TAOCP 7.1.3 Exercise 140
Let $x,y,z \in {0,+1,-1}$.
Section 7.1.3: Bitwise Tricks and Techniques
Exercise 140. [27] [27] Design an economical full adder for balanced ternary numbers: Show how to compute signed bits u and v such that 3u + v = x+ y + z when x, y, z ∈{0, +1, −1}.
Verified: yes
Solve time: 1m18s
Setup
Let $x,y,z \in {0,+1,-1}$. Let
$s = x+y+z.$
Then $s \in {-3,-2,-1,0,1,2,3}$.
We seek signed bits $u,v \in {0,+1,-1}$ such that
$3u + v = s.$
The task is to define $u$ and $v$ as functions of $s$ and verify that both always remain signed bits and satisfy the identity for every admissible value of $s$.
Solution
Define $u$ and $v$ by the following case analysis on $s$.

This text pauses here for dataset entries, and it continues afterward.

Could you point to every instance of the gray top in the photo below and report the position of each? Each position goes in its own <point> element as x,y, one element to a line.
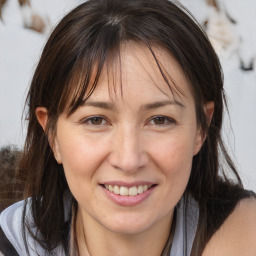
<point>186,224</point>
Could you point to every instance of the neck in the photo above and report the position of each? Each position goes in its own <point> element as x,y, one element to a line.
<point>95,240</point>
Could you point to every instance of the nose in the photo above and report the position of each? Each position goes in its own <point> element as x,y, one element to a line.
<point>127,152</point>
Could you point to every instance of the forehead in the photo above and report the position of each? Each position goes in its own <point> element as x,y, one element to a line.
<point>136,70</point>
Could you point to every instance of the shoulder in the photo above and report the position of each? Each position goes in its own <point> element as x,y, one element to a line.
<point>11,227</point>
<point>237,235</point>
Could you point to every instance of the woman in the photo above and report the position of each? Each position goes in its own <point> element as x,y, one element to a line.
<point>123,153</point>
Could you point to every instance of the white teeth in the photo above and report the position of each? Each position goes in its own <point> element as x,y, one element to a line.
<point>116,190</point>
<point>140,189</point>
<point>125,191</point>
<point>133,191</point>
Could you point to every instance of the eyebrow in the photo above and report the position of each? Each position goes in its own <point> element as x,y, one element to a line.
<point>159,104</point>
<point>98,104</point>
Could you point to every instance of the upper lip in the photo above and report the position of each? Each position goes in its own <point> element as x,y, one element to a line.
<point>128,184</point>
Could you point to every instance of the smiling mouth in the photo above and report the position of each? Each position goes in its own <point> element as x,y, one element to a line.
<point>125,191</point>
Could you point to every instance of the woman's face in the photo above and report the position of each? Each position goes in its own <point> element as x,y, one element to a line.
<point>127,155</point>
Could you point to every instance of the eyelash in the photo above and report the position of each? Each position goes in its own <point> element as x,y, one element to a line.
<point>88,121</point>
<point>166,121</point>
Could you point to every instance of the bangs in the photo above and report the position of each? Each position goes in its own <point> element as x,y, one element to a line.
<point>87,72</point>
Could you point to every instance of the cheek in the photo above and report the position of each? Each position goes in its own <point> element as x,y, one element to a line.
<point>80,158</point>
<point>174,156</point>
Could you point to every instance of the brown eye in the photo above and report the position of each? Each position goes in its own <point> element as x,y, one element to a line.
<point>97,120</point>
<point>162,121</point>
<point>159,120</point>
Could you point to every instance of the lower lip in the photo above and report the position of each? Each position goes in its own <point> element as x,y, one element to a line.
<point>128,200</point>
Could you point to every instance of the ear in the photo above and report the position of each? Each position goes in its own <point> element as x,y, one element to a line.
<point>42,117</point>
<point>200,136</point>
<point>209,110</point>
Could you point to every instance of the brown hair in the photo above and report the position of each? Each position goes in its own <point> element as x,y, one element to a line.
<point>88,37</point>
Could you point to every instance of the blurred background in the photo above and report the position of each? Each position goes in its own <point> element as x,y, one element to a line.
<point>230,24</point>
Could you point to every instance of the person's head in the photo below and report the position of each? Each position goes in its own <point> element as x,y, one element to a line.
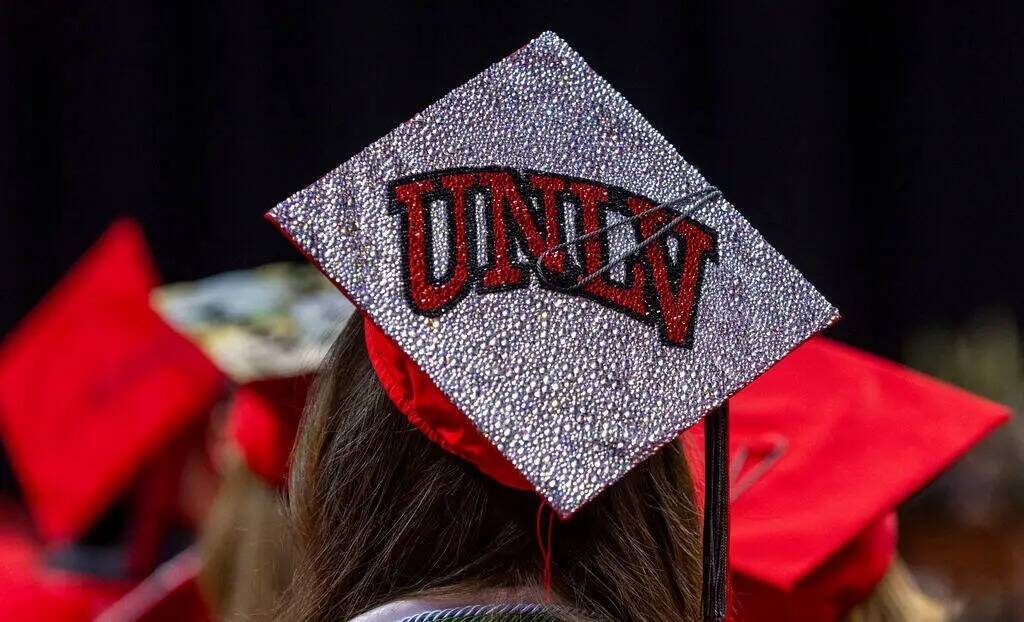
<point>381,512</point>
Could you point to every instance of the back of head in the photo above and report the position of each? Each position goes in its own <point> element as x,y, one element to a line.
<point>383,513</point>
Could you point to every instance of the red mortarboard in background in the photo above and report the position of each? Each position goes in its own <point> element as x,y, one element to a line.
<point>93,382</point>
<point>172,592</point>
<point>30,590</point>
<point>262,420</point>
<point>826,444</point>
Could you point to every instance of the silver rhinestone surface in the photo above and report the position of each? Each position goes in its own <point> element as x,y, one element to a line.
<point>572,392</point>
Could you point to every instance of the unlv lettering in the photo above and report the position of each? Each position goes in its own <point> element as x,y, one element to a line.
<point>522,216</point>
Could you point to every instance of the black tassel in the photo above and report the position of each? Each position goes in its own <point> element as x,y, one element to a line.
<point>716,532</point>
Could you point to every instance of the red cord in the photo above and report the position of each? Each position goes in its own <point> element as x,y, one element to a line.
<point>545,550</point>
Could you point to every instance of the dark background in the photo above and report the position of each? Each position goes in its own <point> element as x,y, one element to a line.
<point>879,146</point>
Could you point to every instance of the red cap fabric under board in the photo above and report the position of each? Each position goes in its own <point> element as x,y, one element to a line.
<point>854,436</point>
<point>93,382</point>
<point>262,420</point>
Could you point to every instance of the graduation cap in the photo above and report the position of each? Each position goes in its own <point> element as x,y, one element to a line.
<point>564,293</point>
<point>268,328</point>
<point>263,418</point>
<point>92,384</point>
<point>823,448</point>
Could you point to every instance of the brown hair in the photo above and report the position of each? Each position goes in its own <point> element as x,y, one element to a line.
<point>381,512</point>
<point>898,598</point>
<point>245,544</point>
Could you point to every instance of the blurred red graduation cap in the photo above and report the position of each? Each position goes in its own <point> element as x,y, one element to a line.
<point>262,420</point>
<point>93,382</point>
<point>31,590</point>
<point>823,448</point>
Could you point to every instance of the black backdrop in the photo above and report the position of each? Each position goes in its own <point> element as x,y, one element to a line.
<point>879,146</point>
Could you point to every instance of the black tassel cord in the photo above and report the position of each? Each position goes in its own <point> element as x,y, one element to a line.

For $s = 3$, take $u = 1$ and $v = 0$, giving $3u+v = 3$.
For $s = 2$, take $u = 1$ and $v = -1$, giving $3u+v = 3-1 = 2$.
For $s = 1$, take $u = 0$ and $v = 1$, giving $3u+v = 1$.

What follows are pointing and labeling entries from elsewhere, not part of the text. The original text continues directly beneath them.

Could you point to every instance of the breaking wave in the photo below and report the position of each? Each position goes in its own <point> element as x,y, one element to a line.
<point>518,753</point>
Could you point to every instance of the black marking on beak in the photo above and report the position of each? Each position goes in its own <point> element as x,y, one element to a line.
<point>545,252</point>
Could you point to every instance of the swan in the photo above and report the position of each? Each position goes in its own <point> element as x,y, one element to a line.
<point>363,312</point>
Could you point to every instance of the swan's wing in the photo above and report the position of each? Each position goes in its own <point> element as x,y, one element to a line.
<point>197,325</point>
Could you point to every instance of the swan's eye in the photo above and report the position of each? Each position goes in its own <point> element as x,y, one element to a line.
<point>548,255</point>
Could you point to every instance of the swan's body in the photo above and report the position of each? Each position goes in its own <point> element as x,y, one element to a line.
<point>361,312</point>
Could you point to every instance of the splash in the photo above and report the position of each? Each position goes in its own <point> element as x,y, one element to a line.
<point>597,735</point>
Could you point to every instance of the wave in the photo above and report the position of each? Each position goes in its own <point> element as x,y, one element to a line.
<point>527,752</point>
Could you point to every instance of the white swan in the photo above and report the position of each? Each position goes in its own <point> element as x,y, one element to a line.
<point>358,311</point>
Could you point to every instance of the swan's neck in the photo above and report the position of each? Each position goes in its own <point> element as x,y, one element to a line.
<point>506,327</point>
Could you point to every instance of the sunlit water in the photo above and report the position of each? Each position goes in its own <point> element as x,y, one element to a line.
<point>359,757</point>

For $s = 0$, take $u = 0$ and $v = 0$, giving $3u+v = 0$.
For $s = -1$, take $u = 0$ and $v = -1$, giving $3u+v = -1$.
For $s = -2$, take $u = -1$ and $v = 1$, giving $3u+v = -3+1 = -2$.

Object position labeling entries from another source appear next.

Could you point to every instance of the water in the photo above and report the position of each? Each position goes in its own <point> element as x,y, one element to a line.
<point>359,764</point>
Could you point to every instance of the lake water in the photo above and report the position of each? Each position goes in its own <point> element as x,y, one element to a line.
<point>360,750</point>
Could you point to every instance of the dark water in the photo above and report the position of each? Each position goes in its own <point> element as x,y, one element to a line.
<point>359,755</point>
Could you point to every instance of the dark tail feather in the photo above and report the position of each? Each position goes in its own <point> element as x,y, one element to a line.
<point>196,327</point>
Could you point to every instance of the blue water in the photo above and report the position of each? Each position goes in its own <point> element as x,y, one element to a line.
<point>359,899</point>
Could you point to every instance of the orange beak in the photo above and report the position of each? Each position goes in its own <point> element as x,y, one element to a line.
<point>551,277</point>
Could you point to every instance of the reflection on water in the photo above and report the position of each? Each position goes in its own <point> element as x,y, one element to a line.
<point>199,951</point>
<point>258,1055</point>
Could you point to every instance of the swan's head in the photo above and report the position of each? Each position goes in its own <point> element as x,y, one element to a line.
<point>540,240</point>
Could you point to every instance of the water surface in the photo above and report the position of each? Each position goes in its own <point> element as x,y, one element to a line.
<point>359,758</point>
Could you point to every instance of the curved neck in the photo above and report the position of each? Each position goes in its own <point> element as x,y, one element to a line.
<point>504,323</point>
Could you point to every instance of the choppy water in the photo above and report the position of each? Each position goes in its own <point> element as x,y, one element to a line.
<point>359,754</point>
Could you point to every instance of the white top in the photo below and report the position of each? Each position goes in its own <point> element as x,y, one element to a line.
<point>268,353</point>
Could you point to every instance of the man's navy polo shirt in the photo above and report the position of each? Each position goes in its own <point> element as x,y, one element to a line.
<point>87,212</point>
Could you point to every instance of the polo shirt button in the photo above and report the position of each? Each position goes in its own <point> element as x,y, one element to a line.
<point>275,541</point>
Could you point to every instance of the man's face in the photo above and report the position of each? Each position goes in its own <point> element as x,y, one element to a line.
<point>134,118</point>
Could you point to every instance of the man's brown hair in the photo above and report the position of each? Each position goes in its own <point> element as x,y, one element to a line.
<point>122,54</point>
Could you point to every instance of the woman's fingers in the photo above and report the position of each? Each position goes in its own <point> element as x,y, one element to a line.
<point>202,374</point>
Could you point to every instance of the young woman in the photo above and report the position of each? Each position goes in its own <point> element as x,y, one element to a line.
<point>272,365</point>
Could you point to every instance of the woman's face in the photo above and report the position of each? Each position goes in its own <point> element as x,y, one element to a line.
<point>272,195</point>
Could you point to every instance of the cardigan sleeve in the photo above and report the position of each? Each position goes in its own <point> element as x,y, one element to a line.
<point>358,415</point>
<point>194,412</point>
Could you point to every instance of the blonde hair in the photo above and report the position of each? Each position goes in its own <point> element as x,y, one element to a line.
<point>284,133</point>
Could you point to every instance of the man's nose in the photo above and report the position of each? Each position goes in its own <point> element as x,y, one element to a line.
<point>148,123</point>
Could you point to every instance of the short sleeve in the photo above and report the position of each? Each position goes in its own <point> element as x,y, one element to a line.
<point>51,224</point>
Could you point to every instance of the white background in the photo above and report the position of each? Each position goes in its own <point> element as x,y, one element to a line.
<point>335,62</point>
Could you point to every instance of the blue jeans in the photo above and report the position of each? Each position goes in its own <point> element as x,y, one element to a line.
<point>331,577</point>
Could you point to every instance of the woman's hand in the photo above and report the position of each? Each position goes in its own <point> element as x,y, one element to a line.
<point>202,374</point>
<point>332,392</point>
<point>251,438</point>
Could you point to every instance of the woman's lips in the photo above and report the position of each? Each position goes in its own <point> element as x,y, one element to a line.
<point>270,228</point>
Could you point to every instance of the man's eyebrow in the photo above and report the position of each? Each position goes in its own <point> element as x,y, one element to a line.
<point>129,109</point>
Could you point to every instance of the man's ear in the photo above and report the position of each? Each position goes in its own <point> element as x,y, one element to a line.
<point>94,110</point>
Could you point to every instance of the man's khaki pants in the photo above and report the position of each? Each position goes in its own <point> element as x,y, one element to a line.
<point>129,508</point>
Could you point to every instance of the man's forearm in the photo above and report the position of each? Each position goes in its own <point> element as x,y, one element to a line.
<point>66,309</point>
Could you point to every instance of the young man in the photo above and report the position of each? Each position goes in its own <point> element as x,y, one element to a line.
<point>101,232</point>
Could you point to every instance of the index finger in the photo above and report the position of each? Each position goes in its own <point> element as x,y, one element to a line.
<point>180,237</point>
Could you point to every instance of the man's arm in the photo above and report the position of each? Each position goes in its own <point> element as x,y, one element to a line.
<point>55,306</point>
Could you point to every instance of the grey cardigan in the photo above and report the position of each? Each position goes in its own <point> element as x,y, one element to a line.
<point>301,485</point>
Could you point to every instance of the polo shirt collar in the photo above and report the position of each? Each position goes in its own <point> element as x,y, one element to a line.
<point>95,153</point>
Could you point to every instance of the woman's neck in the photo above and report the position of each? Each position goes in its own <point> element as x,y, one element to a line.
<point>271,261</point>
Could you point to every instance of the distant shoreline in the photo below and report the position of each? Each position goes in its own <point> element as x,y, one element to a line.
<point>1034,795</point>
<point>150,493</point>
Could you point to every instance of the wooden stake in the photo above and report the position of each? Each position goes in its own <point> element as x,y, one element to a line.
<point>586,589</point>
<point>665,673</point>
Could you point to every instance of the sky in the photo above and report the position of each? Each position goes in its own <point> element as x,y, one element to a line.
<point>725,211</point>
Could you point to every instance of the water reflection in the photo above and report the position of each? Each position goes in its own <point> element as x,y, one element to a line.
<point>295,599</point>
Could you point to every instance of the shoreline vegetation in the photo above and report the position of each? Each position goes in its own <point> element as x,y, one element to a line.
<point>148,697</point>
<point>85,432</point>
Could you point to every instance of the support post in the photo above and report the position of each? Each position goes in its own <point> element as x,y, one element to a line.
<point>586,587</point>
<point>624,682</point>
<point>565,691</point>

For $s = -3$, take $u = -1$ and $v = 0$, giving $3u+v = -3$.
This defines a function $(u,v)$ on all possible values of $s$.
Each assignment uses only values from ${0,+1,-1}$, so both $u$ and $v$ are signed bits in every case.
Verification
Each case satisfies $3u+v=s$ by direct substitution.
The mapping covers all possible values of $s$ since $x+y+z$ ranges exactly over ${-3,-2,-1,0,1,2,3}$ for $x,y,z \in {0,+1,-1}$.
For each case, $u$ is chosen so that $3u$ is the unique multiple of $3$ closest to $s$ in ${-3,0,3}$, and $v$ is the signed-bit correction placing the result exactly at $s$. This ensures $s-3u \in {-1,0,1}$ in every case, so $v=s-3u$ always lies in the allowed digit set.
This completes the proof. ∎
Notes
The construction realizes a redundant base-$3$ digit expansion of $s$ with digit set ${-1,0,1}$ at both positions. The most significant digit $u$ captures the coarse ternary magnitude of $s$, while $v$ resolves the residual in a bounded correction step.